# Substitution structure on pointed sets

$$\def\Fin{\text{Fin}_*} \def\Set{\text{Set}_*} \def\dd{\mathop{\diamond_\land}}$$

The present question is intimately related to another question.

Let $$\Fin$$ be the category of pointed sets.

The category $$[\Fin,\Set]$$ of $$\Set$$-enriched functors has a convolution monoidal product when both categories are endowed with the smash product operation.

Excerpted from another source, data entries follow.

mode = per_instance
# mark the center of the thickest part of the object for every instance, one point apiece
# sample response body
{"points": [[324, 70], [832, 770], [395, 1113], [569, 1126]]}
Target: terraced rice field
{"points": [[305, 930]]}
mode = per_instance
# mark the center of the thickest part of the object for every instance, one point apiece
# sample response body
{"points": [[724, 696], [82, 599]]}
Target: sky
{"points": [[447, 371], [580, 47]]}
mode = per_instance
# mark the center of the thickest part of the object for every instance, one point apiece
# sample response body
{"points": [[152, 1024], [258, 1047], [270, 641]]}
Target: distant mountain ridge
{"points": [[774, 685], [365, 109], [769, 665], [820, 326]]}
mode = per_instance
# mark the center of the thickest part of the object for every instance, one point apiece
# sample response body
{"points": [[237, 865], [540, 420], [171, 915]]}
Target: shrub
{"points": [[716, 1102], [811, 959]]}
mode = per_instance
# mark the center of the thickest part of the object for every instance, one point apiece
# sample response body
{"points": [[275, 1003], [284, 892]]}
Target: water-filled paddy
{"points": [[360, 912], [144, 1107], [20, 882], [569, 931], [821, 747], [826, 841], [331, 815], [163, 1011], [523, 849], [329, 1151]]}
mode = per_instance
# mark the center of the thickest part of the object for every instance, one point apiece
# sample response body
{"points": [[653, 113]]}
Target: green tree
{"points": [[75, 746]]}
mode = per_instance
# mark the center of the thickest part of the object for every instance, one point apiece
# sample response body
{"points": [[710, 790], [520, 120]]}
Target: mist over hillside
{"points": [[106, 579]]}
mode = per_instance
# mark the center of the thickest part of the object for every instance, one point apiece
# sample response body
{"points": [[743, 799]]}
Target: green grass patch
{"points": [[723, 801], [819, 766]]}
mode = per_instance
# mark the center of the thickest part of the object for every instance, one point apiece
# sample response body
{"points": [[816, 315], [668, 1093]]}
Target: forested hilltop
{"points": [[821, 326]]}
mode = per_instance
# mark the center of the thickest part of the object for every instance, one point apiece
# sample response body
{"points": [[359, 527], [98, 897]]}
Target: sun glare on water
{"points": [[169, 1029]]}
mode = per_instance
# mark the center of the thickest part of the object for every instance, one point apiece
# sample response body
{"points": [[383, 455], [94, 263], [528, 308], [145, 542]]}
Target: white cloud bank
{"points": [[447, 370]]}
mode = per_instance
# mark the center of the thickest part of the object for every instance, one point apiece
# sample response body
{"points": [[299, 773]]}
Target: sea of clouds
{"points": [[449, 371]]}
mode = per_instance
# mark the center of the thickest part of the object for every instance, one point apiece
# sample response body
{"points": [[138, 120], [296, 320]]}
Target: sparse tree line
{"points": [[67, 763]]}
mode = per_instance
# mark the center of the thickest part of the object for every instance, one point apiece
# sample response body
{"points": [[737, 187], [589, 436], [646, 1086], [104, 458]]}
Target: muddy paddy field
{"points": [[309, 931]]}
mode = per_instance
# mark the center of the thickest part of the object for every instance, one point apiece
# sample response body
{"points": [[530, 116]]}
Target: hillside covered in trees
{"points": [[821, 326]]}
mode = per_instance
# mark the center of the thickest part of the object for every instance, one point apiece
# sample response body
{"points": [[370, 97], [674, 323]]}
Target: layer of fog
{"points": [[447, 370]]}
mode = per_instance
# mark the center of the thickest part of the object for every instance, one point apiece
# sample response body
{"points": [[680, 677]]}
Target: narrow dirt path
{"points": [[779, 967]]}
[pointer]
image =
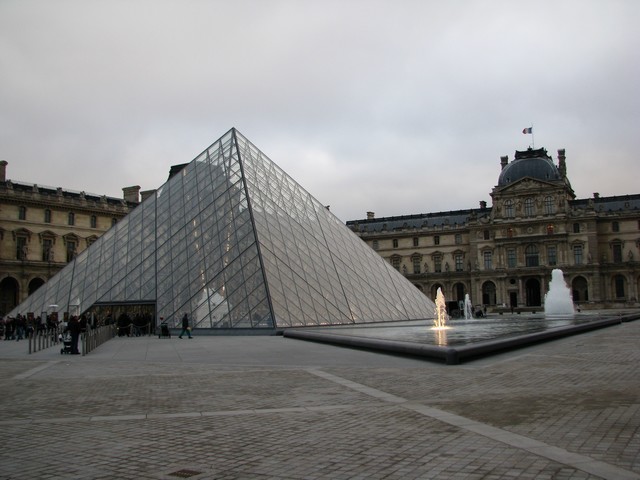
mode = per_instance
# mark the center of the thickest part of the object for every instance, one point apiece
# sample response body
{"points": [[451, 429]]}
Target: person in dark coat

This means that we can convolve two parallel functors $$F,G : \Fin \to \Set$$ to $$F*G := n\mapsto \int^{pq}Fp\land Gq\land \Fin(p\land q,n)$$ One would be tempted to define, starting from this, a substitution product following Kelly's "On the operads of PJ May": the iterated convolution $$F^{\ast m} \cong \int^{p_1,...,p_m} Fp_1\land \dots \land Fp_m \land \Fin(p_1\land\dots\land p_m,\_)$$ should define a substitution product $$F \dd G := n\mapsto \int^m Fm\land G^{\ast m}n$$ However, this is not an associative operation: in Kelly's proof, the fact that convolution and substitution interact in the following way is crucial: $$(F\dd G)^{\ast m} \cong F^{\ast m}\dd G\tag{\star}$$ Because once $$(\star)$$ is proved, it follows that \begin{align*} (F\dd G)\dd H & = \int^n (F\dd G)n\land H^{*n} \\ & \cong \int^{nm} Fm\land G^{*m}n\land H^{*n} \\ F \dd (G \dd H) & = \int^m Fm \land (G\dd H)^{*m} \\ & \cong \int^m Fm \land (G^{*m}\dd H) \\ & \cong \int^{nm} Fm\land G^{*m}n\land H^{*n}. \end{align*}

Let's try to prove $$(\star)$$ then, adopting a slightly improper notation in order to save space: $$\underline p$$ is a tuple of the appropriate length, and we write $$\int^{\underline{p}} F\underline p \land \Fin(\underline p^\land,\_)$$ for the integral defining $$F^{\ast m}$$: \begin{align*} (F\diamond_\land G)^{\ast m} & =\int^{\underline{k}} \Fin(\underline{k}^\land, \_)\land (F\diamond_\land G)(\underline{k}) \\ & \cong \int^{\underline{k}, \underline{p}} \Fin(\underline{k}^\land, \_) \land \left(Fp_1 \land G^{\ast p_1}k_1\right) \land \cdots \land \left(Fp_m \land G^{\ast p_m}k_m\right) \\ & \cong \int^{\underline{p}} Fp_1\land\cdots\land Fp_m \land (G^{\ast p_1} \ast\cdots\ast G^{\ast p_m}) \\ & \cong \int^{\underline{p}} Fp_1\land\cdots\land Fp_m \land G^{\ast \sum p_i} \\ & \cong \int^{\underline{p}} Fp_1\land\cdots\land Fp_m \land \int^r G^{\ast r}\land \Fin(\sum p_i,r) \end{align*} whre I expanded the definition, rearranged terms, compacted again the definition and finally used the fact that $$(\_)^{\ast \_} : [\Fin,\Set]\times \Fin^\text{op} \to [\Fin,\Set]$$ is a bifunctor, so that by ninja Yoneda $$G^{\ast k} \cong \int^r G^{\ast r}\land \Fin(k,r)$$.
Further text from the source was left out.